A new research brief finds that most public defined benefit (DB) pension plans have effectively managed key retirement security risk – investment, adequacy, longevity and inflation risks.
During the last decade, managing investment risk has posed challenges while life expectancies have increased. Yet, the NIRS issue brief, Retirement Security Risk: What Role Can Annuities Play in Easing Risks in Public Pension Plans?, indicates that most public DB pension have successfully managed investment, adequacy, longevity and inflation risks appropriately as described below:
- Investment Risk: Public pension plans have demonstrated their ability to invest retirement assets and achieve target returns over their long time horizons. Pensions take advantage of the risk premium generated by equity investments in their diversified fund portfolios over time.
- Adequacy Risk: The fundamental principle underlying the appropriate and sustainable funding of retirement benefits is ensuring that sponsors pay the actuarial determined contribution (ADC). While a few states have failed to adequately pay their ADC, most states have paid 95 percent or more of the ADC.
- Longevity Risk: DB pensions protect retirees from out living their savings even thought retirees are living longer. Advised by professional actuaries, public pensions appear to anticipate changes in mortality experience successfully.
- Inflation Risk: Over time, the purchasing power of a fixed income stream diminishes even at low rates of inflation. Cost of living adjustments (COLAs) protect the purchasing power of retirees.
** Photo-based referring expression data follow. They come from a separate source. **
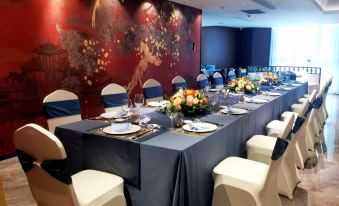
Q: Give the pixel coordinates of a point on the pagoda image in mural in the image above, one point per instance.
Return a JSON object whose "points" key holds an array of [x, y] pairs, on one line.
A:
{"points": [[50, 61]]}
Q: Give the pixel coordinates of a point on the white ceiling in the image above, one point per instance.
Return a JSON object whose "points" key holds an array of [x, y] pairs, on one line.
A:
{"points": [[287, 12]]}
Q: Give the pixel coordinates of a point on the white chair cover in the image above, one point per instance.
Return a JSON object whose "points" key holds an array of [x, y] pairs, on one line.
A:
{"points": [[61, 107], [218, 81], [260, 148], [178, 82], [202, 82], [240, 182], [52, 186], [152, 91], [113, 96]]}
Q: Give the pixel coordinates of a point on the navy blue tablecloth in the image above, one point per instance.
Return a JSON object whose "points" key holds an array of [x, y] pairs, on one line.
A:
{"points": [[173, 169]]}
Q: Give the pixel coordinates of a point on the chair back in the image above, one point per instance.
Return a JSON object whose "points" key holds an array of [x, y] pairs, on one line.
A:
{"points": [[218, 81], [178, 82], [306, 105], [61, 107], [113, 97], [202, 82], [287, 127], [276, 161], [152, 91], [42, 156]]}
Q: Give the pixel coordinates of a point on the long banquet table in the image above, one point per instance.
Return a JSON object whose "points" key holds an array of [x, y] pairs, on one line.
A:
{"points": [[170, 168]]}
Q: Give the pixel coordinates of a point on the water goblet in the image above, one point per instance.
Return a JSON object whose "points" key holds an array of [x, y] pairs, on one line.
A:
{"points": [[171, 113], [139, 101]]}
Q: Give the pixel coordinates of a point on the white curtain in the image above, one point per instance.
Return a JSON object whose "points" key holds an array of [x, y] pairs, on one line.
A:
{"points": [[314, 46]]}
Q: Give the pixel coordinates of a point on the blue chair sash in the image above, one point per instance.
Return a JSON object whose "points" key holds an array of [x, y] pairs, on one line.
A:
{"points": [[61, 108], [113, 100], [176, 86], [279, 148], [310, 107], [264, 87], [153, 92], [231, 76], [56, 168], [218, 81], [318, 103], [297, 124], [293, 76], [203, 83]]}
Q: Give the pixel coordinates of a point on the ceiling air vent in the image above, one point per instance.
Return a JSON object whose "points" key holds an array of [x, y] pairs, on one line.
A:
{"points": [[265, 4], [253, 11]]}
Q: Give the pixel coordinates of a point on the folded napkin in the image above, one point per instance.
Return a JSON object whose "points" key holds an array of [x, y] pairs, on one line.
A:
{"points": [[118, 115], [197, 127], [120, 127]]}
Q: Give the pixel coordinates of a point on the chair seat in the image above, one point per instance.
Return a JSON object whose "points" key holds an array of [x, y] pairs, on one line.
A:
{"points": [[287, 114], [261, 147], [97, 188], [235, 170], [302, 100], [297, 108], [274, 127]]}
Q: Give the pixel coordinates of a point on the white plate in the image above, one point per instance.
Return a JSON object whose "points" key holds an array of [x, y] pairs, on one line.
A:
{"points": [[201, 127], [273, 94], [113, 115], [287, 88], [157, 104], [233, 110], [259, 101], [134, 128]]}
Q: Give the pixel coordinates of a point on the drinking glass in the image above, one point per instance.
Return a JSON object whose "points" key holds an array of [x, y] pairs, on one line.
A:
{"points": [[171, 113], [127, 105], [139, 100], [214, 103]]}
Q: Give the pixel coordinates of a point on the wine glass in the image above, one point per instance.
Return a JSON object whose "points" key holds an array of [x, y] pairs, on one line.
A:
{"points": [[126, 105], [171, 113], [214, 103], [139, 101]]}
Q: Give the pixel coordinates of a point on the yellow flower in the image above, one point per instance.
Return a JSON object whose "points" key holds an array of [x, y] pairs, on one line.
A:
{"points": [[177, 101]]}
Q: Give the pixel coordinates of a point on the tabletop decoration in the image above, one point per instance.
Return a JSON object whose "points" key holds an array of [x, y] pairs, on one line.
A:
{"points": [[189, 102], [242, 85], [270, 78]]}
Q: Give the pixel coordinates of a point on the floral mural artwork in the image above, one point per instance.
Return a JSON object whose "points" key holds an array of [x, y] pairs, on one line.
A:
{"points": [[82, 46], [147, 57], [156, 37]]}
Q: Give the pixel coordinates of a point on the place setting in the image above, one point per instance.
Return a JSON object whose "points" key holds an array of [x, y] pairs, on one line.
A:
{"points": [[127, 124], [233, 110]]}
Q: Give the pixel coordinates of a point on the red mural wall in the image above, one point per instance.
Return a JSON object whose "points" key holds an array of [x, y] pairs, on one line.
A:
{"points": [[83, 45]]}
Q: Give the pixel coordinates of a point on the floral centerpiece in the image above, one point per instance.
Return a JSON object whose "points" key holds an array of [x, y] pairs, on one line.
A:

State retirement systems manage inflation risk with limits on COLAs and using investment strategies designed to produce real rates of return.
In light of increasing life expectancy, market-based tools, such as annuities, may help manage longevity risk—for both individuals and plans themselves. Annuities are products offered by insurance companies in which a certain amount of money is paid up front in order to provide a regular income stream for the remainder of one’s life, or a set number of years. In the public sector, DB pensions remain the predominant retirement plan to help to attract and retain employees while enabling employees to retire with a monthly income.
Retirement Security Risk: What Role Can Annuities Play in Easing Risks in Public Pension Plans? considers the role that annuities might play in providing a secure retirement to public employees. It finds that:
1. Public DB pensions are highly cost efficient. They provide the same amount of monthly retirement income at a much lower cost than both a typical DC plan and a pension plan funded exclusively with fixed annuities purchased over a career. Because fixed annuity products deliver investment returns related to bond investments, it is difficult to generate a given level of monthly income from fixed annuities than from public DB pensions. Depending on the interest rate used in the pricing of the annuity, the cost of using fixed income annuities to fund DB pension benefits can be anywhere from 57 percent to over 175 percent more than the cost under a public pension’s diversified portfolio.
2. Public DB pension plans provide significant consumer protections in state law, while annuities have different consumer protections in state regulation and insurance law. Pension benefits of public employees and retirees are protected in various ways, including state constitutions, state laws, court decisions on contract law, and collective bargaining agreements. Consumer protections for insurance annuity contracts differ from those for public pension benefits. Under state guaranty funds, annuity protections have low coverage limits, lack prefunding, and can vary from state to state. In addition, state insurance laws generally provide insurance companies with tax credits for assessments they incur to support these funds, thus shifting the ultimate cost of protection against
insolvency to state taxpayers.
3. Longevity annuities focus on the insurance value and are less expensive than fixed income annuities. Longevity annuities start income payments at much older ages, typically in the 80s. This allows individuals to capture most of the insurance value of immediate annuities, but at a fraction of the cost. The relatively lower cost of longevity annuities may be attractive to some public plan sponsors who might seek to reduce their longevity risk exposure. Further analysis with actual participant data, and a clarification about the use of longevity annuities, would be helpful or plans considering their use.